Cain räusperte sich. „Für den Fall, dass du es nicht bemerkt hast: Ich bin immer noch im Zimmer!“
Angesichts seiner verblüfften Miene verbarg sie ein Lächeln. „Na und? Du hast mich bereits gesehen, das hast du selbst gesagt. Und die Vergangenheit liegt hinter uns. Ich bin über diesen Aberglauben, der erste Mann sei etwas ganz Besonderes, hinweg.“
„Das merke ich.“ Er nahm ihr die Salbe aus der Hand.
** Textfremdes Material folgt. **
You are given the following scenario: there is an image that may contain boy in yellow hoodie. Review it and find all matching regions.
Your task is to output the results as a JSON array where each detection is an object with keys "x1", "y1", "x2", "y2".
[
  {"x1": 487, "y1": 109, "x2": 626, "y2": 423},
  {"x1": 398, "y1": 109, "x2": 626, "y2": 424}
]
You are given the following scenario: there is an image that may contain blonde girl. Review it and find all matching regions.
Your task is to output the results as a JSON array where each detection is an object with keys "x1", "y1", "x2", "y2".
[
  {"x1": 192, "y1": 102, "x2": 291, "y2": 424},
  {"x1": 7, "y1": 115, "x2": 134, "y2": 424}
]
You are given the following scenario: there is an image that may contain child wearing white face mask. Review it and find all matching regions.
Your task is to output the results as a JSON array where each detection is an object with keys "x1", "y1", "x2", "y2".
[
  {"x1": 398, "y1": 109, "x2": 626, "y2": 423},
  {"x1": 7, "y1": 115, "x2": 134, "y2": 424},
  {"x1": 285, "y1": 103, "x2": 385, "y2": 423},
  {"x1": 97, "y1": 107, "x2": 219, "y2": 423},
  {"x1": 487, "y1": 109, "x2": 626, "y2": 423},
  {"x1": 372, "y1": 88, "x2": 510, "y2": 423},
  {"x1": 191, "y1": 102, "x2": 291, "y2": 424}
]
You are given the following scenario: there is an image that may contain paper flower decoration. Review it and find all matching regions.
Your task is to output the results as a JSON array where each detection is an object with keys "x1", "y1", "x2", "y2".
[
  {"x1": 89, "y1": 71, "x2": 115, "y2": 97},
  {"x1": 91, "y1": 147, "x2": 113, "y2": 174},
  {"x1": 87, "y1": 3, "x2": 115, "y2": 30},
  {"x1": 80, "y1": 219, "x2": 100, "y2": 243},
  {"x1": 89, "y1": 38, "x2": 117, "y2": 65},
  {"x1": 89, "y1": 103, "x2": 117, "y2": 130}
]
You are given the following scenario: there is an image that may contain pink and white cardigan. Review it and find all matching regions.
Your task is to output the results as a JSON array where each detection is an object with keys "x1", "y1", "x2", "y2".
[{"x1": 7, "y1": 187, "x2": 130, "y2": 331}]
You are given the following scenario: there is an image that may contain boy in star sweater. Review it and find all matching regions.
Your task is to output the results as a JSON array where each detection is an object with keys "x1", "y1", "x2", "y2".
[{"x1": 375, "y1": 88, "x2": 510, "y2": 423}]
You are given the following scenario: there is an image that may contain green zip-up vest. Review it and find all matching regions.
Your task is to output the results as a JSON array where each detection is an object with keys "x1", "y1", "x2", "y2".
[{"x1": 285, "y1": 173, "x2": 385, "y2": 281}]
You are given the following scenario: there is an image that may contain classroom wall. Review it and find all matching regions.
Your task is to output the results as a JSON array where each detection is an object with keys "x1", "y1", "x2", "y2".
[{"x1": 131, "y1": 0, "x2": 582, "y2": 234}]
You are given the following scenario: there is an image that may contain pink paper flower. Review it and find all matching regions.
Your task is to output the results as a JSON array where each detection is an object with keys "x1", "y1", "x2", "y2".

„Was tust du da?“, fragte sie nervös.
„Wenn ich keine Versuchung mehr für dich bin, kann ich dir genauso gut helfen. Das ist eine rein medizinische Angelegenheit. Als sei ich der Arzt und du meine Patientin. Ist es nicht so?“ Seine mysteriösen grünen Augen schienen sie zu fesseln, während seine Hände, bedeckt mit der glitschigen Salbe, über ihre Brüste glitten.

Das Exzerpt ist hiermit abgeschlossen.